Da segunda parte em diante acompanharemos a fuga das nossas personagens para as cidades ainda não conquistadas. Eles não fogem apenas dos bombardeios e dos tiros, mas também da fome. Fome e doença assolam os civis que resistem bravamente e tentam se agarrar na certeza da vitória de Biafra, no amor por seus parentes e nas diversas crenças para sobreviver. Chimamanda traça um fio perfeito entre ficção e realidade ao narrar os horrores da guerra e mostrar que toda guerra é feia. O livro além de ser uma obra prima da literatura ajuda a contribuir com a memória de um fato marcante da história de um país e levar para milhões de pessoas uma narrativa que ajuda a desinvibilizar parte da história da Nigéria.
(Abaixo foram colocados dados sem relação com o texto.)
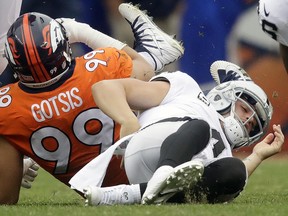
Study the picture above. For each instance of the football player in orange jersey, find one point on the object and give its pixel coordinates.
(181, 139)
(55, 119)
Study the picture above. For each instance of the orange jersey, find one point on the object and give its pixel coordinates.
(60, 126)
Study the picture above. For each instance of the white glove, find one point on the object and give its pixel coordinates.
(30, 172)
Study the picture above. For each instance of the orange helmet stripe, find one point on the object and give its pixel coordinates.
(38, 70)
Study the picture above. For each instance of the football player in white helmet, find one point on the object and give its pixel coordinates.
(178, 142)
(184, 140)
(273, 19)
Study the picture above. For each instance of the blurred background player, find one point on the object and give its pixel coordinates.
(273, 20)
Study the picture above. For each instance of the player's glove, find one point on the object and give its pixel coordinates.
(30, 171)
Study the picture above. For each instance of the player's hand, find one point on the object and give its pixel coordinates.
(30, 172)
(271, 144)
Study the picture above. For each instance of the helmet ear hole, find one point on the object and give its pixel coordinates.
(223, 98)
(37, 49)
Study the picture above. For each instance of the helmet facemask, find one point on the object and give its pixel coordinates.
(38, 49)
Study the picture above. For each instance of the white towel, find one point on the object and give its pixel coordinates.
(94, 172)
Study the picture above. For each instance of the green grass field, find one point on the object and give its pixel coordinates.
(265, 194)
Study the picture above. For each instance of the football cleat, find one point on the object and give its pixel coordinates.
(167, 181)
(223, 71)
(163, 48)
(120, 194)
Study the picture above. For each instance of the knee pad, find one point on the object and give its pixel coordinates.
(223, 180)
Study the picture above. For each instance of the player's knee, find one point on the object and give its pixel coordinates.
(225, 179)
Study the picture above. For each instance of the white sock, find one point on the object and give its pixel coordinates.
(136, 192)
(154, 62)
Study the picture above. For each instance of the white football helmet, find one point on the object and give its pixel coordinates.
(224, 96)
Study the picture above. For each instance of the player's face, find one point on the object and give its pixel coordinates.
(246, 114)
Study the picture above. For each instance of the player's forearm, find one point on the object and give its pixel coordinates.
(110, 97)
(252, 162)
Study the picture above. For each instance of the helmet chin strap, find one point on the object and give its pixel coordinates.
(233, 129)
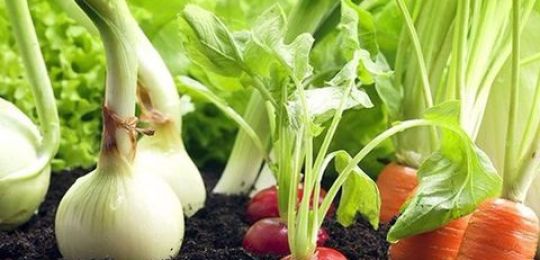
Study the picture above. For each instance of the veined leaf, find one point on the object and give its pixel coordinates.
(359, 194)
(453, 181)
(209, 43)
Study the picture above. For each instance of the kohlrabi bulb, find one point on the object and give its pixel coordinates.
(164, 155)
(20, 196)
(122, 215)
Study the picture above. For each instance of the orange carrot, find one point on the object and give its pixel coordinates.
(500, 229)
(442, 243)
(396, 183)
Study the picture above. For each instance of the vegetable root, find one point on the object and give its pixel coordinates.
(396, 183)
(269, 236)
(265, 204)
(323, 253)
(442, 243)
(500, 229)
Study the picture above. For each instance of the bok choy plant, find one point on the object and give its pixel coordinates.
(25, 153)
(244, 164)
(512, 139)
(281, 73)
(118, 210)
(163, 152)
(456, 57)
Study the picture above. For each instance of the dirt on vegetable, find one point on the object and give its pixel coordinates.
(215, 232)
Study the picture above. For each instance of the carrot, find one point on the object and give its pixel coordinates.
(500, 229)
(442, 243)
(396, 183)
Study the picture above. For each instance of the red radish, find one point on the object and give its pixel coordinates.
(265, 204)
(323, 253)
(396, 183)
(500, 229)
(269, 236)
(442, 243)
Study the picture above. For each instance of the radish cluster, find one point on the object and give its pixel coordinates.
(268, 233)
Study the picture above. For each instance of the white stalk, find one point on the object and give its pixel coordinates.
(164, 153)
(165, 149)
(25, 154)
(245, 161)
(118, 211)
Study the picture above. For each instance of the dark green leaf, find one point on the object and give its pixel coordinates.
(453, 180)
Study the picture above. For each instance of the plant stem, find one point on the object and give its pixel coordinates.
(418, 51)
(24, 31)
(413, 35)
(156, 77)
(118, 38)
(340, 180)
(246, 158)
(510, 169)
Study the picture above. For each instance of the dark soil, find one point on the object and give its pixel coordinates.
(215, 232)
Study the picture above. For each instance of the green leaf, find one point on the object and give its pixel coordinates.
(453, 181)
(296, 56)
(358, 27)
(322, 103)
(209, 43)
(359, 194)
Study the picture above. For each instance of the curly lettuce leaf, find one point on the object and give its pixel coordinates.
(75, 63)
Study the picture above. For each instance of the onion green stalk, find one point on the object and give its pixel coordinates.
(160, 102)
(25, 153)
(164, 152)
(118, 210)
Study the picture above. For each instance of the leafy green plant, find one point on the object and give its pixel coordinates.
(26, 153)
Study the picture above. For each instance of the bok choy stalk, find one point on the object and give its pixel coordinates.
(494, 136)
(280, 72)
(118, 210)
(244, 163)
(163, 152)
(455, 57)
(25, 153)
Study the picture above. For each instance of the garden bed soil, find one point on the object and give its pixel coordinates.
(215, 232)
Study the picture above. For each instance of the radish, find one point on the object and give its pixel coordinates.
(323, 253)
(269, 236)
(265, 204)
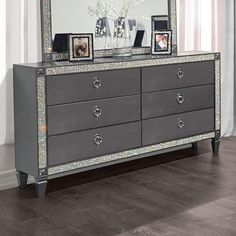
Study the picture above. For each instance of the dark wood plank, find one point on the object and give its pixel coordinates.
(171, 194)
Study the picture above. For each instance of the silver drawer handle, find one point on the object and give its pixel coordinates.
(180, 73)
(180, 123)
(180, 98)
(97, 111)
(97, 83)
(98, 139)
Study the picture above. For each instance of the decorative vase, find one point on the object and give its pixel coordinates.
(122, 46)
(103, 34)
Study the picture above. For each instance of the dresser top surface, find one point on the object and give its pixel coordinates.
(118, 60)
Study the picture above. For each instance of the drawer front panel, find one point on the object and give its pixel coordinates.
(90, 86)
(177, 126)
(177, 76)
(94, 114)
(177, 101)
(87, 144)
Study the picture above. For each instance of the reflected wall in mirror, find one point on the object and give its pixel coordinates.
(75, 16)
(62, 17)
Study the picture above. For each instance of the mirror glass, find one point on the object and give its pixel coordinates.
(77, 16)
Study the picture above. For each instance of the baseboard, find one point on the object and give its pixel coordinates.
(8, 180)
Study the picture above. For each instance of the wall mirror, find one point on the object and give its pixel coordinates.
(62, 17)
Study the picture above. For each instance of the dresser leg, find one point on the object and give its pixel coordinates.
(215, 145)
(22, 179)
(40, 188)
(195, 146)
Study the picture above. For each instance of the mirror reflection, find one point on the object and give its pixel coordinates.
(106, 19)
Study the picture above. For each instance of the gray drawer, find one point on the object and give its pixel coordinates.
(177, 101)
(90, 86)
(170, 127)
(165, 77)
(81, 145)
(93, 114)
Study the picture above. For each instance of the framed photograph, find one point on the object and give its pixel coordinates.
(160, 23)
(81, 47)
(162, 42)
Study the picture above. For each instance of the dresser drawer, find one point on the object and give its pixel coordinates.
(93, 114)
(177, 126)
(92, 143)
(89, 86)
(177, 101)
(177, 76)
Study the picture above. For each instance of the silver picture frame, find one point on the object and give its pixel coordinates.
(89, 54)
(162, 47)
(47, 46)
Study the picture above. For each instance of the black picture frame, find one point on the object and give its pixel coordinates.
(160, 22)
(162, 42)
(80, 47)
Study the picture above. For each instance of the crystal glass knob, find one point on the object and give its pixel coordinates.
(180, 123)
(180, 99)
(180, 73)
(97, 112)
(98, 139)
(97, 83)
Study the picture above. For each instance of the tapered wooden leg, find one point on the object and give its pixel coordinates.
(195, 146)
(22, 179)
(40, 188)
(215, 145)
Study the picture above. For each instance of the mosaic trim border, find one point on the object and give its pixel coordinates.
(218, 94)
(126, 64)
(46, 28)
(42, 124)
(173, 23)
(127, 154)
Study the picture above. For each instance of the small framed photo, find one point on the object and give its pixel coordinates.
(81, 47)
(160, 22)
(162, 42)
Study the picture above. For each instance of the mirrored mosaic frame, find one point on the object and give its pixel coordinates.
(42, 125)
(46, 34)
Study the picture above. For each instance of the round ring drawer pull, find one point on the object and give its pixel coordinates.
(97, 83)
(97, 112)
(180, 99)
(98, 139)
(180, 73)
(181, 123)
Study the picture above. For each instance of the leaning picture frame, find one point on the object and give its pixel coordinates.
(162, 42)
(80, 47)
(160, 22)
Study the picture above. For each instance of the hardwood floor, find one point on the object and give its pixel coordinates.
(194, 194)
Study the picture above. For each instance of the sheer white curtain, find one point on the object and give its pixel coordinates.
(19, 43)
(208, 25)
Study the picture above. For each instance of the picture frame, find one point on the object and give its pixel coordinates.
(160, 22)
(81, 47)
(162, 42)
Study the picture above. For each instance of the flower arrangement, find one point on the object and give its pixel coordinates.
(113, 10)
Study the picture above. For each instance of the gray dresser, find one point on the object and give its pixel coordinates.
(72, 117)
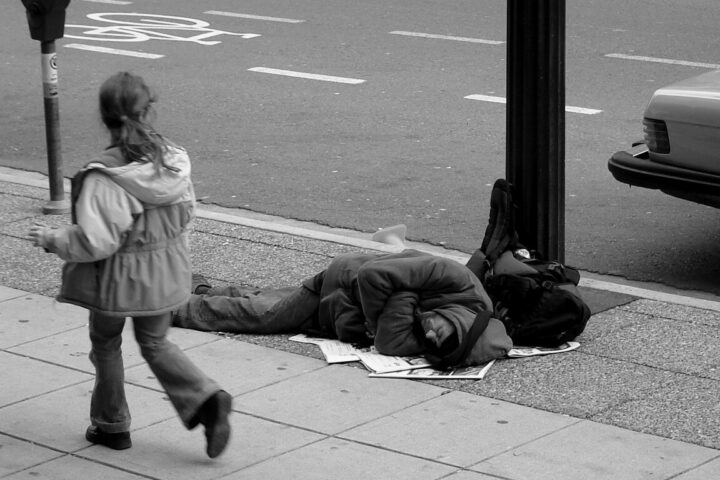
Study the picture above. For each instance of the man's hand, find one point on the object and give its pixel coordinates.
(437, 328)
(37, 234)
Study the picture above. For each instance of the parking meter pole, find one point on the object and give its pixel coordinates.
(57, 204)
(535, 148)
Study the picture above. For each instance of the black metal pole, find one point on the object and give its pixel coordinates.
(58, 204)
(535, 156)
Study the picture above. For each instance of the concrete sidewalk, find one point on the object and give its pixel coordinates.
(638, 400)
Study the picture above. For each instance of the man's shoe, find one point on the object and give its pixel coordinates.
(116, 441)
(214, 416)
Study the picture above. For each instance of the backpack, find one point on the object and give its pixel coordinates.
(537, 300)
(544, 308)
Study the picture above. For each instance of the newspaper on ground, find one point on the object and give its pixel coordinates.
(466, 373)
(378, 363)
(336, 351)
(519, 352)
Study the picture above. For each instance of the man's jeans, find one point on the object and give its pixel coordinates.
(187, 387)
(248, 310)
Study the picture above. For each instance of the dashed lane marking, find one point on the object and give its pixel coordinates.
(447, 37)
(253, 17)
(640, 58)
(568, 108)
(310, 76)
(110, 2)
(113, 51)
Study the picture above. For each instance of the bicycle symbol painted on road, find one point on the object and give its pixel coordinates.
(141, 27)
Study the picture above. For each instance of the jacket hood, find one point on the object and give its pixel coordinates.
(144, 182)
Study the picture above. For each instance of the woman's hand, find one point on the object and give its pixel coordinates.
(37, 234)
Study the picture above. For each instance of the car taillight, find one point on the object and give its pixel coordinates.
(656, 137)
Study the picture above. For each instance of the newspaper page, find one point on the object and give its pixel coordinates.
(467, 373)
(519, 352)
(334, 351)
(379, 363)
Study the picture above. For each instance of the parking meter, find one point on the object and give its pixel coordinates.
(46, 18)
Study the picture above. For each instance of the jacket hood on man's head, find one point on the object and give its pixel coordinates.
(143, 181)
(460, 316)
(493, 343)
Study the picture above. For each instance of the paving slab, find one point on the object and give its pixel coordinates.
(707, 471)
(166, 451)
(573, 383)
(59, 419)
(469, 475)
(601, 300)
(246, 262)
(674, 311)
(7, 293)
(341, 459)
(73, 468)
(458, 429)
(24, 378)
(684, 408)
(610, 321)
(17, 455)
(666, 344)
(31, 317)
(15, 207)
(71, 348)
(238, 367)
(593, 451)
(333, 399)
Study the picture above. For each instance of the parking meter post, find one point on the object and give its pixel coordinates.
(57, 204)
(46, 20)
(535, 140)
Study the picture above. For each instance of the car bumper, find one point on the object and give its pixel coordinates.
(634, 167)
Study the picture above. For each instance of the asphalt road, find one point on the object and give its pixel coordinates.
(393, 139)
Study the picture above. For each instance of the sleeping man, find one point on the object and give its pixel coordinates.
(407, 303)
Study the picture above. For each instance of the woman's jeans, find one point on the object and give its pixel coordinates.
(247, 310)
(186, 386)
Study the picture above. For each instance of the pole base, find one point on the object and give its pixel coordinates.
(56, 207)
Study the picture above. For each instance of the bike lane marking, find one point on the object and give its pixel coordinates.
(670, 61)
(309, 76)
(447, 37)
(110, 2)
(142, 27)
(568, 108)
(113, 51)
(253, 17)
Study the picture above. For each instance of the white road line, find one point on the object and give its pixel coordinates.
(253, 17)
(447, 37)
(113, 51)
(713, 66)
(310, 76)
(110, 2)
(568, 108)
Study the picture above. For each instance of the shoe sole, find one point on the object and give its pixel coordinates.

"Ele escreve sobre fome. A fome foi a arma de guerra da Nigéria. A fome quebrou Biafra, trouxe fama a Biafra e fez Biafra durar o tempo que durou. A fome fez os povos do mundo repararem e provocou protestos e manifestações em Londres, Moscou e na Tchecoslováquia. A fome fez a Zâmbia, a Tanzânia, a Costa do Marfim e o Gabão reconhecerem Biafra, a fome levou a África até a campanha presidencial de Nixon, e fez os pais do mundo todo dizerem aos filhos para raspar o prato. A fome levou organizações de ajuda a fazer transportes clandestinos de comida durante a noite, uma vez que nenhum dos lados conseguia chegar a um acordo quanto às rotas. A fome ajudou a carreira dos fotógrafos. E a fome fez a Cruz Vermelha Internacional chamar Biafra de sua maior emergência, desde a Segunda Guerra Mundial."
A obra de Chimamanda Ngozi Adichie ataca de frente o problema das histórias únicas. Seus livros são um exemplo do poder da leitura e da escrita para demonstrar que "histórias podem também ser usadas para capacitar e humanizar. Histórias podem destruir a dignidade de um povo, mas histórias também podem reparar essa dignidade perdida."